Beaucoup de citoyens russes auront, malgré les corrections, entendu un message qui permets de faire germer la petite graine de la désinformation : les gens qui ont attaqué Bruxelles sont les mêmes que ceux qui menacent la Russie, ce qui légitime la stratégie antiterroriste du Kremlin et crée une communauté de souffrance entre l’Europe et la Russie. Ils retiendront également que la Belgique n’aura pas tenu compte des avertissements du renseignement russe, pourtant si prompt à partager ses informations.
Et récupération ukrainienne
Pas mieux côté ukrainien où le patron du Service de sécurité d’Ukraine (SBU) Vasily Gritsak aurait raconté pendant une conférence devant des étudiants que les coupables étaient probablement des Russes : « Je ne serais pas surpris si cela faisait partie de la guerre hybride menée par la Russie. Maintenant, on risque de pointer du doigt Daech… Je ne l’affirme pas, mais je ne serais pas surpris qu’il s’agisse de Russes. »
A condition que cette information soit vraie -elle n’est relayée que par des médias russes-, il s’agit d’une maligne récupération du type auquel sont largement habitués une partie des responsables ukrainiens. Sans aucun élément de preuve, Vasily Gritsak instrumentaliserait ainsi les attentats de Bruxelles dans la lutte qui oppose Kiev à Moscou. Les esprits échauffés, voire paranoïaques, n’hésiteront pas à tisser des liens entre tous ces événements. Cette déclaration a immédiatement suscité de nombreuses et vives réactions au sein du pouvoir russe, outré par le propos.
La récupération de tels événements est d’autant plus facile que les processus opérationnels terroristes sont désormais repris par des groupes très différents. Au cours des dix derniers jours, des attentats ont ainsi été menés, sur trois continents différents (Europe, Afrique, Moyen-Orient) par des membres de l’Etat islamique, d’Al-Qaeda pour le Maghreb islamique ou encore de radicaux kurdes.
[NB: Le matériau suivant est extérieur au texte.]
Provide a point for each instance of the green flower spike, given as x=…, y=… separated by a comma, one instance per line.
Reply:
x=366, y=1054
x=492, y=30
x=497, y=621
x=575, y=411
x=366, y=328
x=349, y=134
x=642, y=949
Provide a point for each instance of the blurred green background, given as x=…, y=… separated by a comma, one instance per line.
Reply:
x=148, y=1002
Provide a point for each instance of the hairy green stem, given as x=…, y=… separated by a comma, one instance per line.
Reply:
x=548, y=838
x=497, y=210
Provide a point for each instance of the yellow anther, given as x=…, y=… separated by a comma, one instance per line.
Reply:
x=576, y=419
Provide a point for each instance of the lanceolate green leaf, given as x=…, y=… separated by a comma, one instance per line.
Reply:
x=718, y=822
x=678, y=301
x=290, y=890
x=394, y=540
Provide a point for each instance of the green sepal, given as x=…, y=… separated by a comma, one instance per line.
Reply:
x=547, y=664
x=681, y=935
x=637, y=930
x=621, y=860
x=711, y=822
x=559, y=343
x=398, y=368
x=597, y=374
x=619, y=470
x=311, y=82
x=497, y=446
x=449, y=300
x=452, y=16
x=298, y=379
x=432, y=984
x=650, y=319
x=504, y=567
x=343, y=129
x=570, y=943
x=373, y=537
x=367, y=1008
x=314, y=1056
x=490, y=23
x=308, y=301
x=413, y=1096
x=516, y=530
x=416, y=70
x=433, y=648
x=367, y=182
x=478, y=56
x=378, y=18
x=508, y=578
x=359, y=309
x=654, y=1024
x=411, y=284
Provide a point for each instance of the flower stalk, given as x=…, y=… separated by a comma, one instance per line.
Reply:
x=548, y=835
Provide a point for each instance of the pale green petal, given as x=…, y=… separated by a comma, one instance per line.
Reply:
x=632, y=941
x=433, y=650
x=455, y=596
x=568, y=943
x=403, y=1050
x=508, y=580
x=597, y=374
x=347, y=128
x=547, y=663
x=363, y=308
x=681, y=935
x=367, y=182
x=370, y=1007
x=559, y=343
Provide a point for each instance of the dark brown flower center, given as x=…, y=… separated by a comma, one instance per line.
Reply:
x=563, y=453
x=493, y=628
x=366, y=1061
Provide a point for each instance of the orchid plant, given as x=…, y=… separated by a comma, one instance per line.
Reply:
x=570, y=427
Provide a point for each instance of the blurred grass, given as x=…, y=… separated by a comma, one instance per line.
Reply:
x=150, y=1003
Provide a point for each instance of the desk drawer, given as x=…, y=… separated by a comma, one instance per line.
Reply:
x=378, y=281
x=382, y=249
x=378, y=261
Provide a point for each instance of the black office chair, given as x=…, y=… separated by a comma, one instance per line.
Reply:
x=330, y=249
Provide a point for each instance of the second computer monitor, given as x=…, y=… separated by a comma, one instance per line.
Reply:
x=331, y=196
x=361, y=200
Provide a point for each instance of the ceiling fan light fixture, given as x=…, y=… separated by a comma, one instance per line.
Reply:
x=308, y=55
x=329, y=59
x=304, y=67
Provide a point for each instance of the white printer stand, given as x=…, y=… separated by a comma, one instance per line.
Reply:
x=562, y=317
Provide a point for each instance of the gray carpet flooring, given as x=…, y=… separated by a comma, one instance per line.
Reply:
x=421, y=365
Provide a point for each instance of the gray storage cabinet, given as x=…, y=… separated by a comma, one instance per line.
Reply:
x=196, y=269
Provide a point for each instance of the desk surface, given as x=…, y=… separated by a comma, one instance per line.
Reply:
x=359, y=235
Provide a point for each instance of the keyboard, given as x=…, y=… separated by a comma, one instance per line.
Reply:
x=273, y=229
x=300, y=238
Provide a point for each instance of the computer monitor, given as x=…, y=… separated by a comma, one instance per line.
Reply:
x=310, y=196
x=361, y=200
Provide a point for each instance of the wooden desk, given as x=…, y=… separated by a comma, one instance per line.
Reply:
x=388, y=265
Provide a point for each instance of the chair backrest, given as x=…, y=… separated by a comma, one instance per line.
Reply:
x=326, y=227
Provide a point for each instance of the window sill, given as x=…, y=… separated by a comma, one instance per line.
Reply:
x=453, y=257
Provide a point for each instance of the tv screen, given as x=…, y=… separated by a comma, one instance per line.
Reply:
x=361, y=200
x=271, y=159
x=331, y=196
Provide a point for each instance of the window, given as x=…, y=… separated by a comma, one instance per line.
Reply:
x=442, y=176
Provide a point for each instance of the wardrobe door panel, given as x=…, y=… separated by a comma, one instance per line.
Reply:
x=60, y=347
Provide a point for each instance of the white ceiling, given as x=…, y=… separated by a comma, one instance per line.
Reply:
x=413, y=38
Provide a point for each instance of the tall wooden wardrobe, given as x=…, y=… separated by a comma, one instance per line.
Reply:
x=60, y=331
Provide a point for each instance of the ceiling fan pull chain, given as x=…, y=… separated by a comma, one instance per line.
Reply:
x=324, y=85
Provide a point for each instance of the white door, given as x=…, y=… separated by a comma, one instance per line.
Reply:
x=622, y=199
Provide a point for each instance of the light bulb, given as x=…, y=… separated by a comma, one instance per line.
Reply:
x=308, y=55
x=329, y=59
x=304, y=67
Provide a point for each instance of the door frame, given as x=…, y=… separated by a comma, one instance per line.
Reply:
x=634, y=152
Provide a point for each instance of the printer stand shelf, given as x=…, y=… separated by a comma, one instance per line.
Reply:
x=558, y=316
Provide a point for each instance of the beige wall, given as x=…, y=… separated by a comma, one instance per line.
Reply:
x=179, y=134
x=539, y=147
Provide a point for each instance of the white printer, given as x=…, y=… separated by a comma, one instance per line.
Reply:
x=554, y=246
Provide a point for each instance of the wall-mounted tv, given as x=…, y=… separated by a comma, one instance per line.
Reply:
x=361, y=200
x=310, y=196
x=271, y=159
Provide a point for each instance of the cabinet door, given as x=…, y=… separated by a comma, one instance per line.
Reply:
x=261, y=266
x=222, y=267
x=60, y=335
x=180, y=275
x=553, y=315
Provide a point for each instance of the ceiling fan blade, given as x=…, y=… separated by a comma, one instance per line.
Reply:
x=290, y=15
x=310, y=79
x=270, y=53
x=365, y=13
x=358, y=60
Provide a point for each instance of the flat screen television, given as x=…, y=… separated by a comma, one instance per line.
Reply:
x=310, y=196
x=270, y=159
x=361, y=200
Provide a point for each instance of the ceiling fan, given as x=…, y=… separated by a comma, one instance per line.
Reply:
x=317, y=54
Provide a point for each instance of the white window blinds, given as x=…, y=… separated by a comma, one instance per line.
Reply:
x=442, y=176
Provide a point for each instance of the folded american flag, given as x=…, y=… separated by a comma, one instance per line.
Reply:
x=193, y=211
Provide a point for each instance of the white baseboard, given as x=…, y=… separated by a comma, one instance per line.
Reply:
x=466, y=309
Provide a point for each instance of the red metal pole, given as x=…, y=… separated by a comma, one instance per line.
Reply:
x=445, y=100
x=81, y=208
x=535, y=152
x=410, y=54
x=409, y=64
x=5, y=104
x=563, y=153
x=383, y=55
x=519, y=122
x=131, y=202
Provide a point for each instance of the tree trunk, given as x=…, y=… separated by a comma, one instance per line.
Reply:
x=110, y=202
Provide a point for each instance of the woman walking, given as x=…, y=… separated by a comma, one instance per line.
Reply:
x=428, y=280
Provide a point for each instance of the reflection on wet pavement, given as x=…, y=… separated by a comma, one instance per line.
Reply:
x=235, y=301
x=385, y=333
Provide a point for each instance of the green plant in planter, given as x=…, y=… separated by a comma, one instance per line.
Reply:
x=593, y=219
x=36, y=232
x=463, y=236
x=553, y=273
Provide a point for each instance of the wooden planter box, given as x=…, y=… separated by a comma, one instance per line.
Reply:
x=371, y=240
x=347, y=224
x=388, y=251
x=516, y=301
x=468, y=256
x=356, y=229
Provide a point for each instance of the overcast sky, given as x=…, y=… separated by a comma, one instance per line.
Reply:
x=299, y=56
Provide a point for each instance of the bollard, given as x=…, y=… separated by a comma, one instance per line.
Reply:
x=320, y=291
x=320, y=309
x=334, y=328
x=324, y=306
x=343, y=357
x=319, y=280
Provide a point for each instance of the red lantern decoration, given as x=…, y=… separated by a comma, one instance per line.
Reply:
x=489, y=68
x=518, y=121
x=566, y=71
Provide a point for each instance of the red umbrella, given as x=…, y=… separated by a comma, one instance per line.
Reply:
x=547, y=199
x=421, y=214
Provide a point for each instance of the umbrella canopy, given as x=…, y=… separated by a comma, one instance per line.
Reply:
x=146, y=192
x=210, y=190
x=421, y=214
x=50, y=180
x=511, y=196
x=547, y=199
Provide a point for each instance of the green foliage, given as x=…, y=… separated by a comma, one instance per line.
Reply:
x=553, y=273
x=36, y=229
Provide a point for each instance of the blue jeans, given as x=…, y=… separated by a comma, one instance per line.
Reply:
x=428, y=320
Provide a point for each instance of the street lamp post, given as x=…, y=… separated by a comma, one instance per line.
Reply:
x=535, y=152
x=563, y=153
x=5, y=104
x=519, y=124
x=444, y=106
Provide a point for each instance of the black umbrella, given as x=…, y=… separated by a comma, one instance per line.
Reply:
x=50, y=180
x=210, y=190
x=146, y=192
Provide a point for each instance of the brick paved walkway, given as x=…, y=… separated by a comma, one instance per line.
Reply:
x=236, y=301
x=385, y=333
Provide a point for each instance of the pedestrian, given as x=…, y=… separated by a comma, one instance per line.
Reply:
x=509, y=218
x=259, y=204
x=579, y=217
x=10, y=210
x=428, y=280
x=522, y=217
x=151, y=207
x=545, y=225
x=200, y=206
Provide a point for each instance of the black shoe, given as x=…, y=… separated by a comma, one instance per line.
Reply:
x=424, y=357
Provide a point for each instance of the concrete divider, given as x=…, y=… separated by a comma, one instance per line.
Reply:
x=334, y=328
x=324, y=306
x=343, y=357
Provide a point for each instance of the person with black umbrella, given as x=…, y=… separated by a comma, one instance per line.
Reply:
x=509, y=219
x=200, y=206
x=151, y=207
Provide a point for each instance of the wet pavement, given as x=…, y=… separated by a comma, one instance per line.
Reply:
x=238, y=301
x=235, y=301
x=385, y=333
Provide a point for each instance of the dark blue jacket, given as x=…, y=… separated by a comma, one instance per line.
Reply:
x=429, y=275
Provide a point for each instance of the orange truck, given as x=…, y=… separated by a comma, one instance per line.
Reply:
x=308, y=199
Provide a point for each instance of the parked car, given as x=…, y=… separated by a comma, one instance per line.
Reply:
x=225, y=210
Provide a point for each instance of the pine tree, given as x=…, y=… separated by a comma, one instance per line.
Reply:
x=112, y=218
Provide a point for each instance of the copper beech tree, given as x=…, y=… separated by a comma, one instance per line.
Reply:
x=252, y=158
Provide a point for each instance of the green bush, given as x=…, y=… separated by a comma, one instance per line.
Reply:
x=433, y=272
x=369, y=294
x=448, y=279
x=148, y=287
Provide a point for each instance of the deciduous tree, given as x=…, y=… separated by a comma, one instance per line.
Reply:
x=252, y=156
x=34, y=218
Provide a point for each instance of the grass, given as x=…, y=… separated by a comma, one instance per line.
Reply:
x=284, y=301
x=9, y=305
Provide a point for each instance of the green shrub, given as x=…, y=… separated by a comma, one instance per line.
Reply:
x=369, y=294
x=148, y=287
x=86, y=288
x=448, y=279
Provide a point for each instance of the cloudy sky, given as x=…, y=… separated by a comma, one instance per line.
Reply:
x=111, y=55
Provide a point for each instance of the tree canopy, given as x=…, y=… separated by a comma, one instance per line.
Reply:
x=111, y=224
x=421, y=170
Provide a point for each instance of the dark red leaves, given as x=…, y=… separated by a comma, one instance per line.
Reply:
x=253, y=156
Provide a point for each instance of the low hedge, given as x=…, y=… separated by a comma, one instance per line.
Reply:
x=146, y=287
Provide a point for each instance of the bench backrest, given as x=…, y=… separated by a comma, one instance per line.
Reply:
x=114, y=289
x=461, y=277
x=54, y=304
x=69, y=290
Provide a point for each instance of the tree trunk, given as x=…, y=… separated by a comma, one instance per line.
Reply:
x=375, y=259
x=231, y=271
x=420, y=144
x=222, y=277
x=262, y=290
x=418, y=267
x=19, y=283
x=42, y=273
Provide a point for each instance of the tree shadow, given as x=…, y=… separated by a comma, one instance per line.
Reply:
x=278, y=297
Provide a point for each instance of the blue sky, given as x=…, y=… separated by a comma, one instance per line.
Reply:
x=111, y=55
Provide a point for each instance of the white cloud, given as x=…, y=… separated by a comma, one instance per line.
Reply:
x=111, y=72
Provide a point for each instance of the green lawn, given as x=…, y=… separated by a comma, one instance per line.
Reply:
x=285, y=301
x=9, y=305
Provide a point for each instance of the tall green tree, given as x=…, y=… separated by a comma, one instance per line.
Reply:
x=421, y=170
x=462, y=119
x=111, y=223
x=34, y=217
Autant de mouvements qui n’ont en commun que la méthode. Facile pour le public de se perdre dans les nuances… Et de se faire récupérer par telle ou telle cause.
Sans oublier la mésinformation
Ces différentes opérations d’influence sont d’autant plus facilitées que dans une situation de crise comme celle-ci, l’ensemble des médias, professionnels ou amateurs, se précipite pour récolter quelques éléments. Dans le temps très court, malgré les efforts qui peuvent être faits pour recouper l’information, des éléments faussés circulent. Ainsi, de prétendues images de vidéosurveillance des attentats ont circulé jusque sur certaines chaînes de télévision ce matin. Il s’agissait en réalité d’un attentat passé à Moscou.
Pour se protéger au mieux de la mésinformation maladroite, et encore plus de la désinformation volontaire, voici quelques réflexes d’hygiène informationnelle en temps de crise :
- Suivre en priorité les conseils donnés par les organismes publics, notamment en ce qui concerne la sécurité. Savoir combien de gens sont morts est loin d’être une urgence à court terme.
- Les médias font ce qu’ils peuvent pour informer au mieux les populations dans des temps très courts. Mais l’urgence fait qu’ils relaient parfois des informations qui s’avèrent fausses. Attention donc à prendre avec parcimonie, même ce que proposent des médias et journalistes tout à fait sérieux.
- Relayez les informations certifiées, notamment des pouvoirs publics, via les réseaux sociaux. Si vous utilisez votre téléphone pour transmettre ces informations et ces consignes de sécurité, préférez un SMS à un appel, pour ne pas saturer les réseaux.
- Ne relayez pas les messages, même de grands médias, tout de suite. Patientez un peu pour être certains que ces informations sont parfaitement vérifiées, afin d’éviter toute contamination de panique par le biais de la rumeur.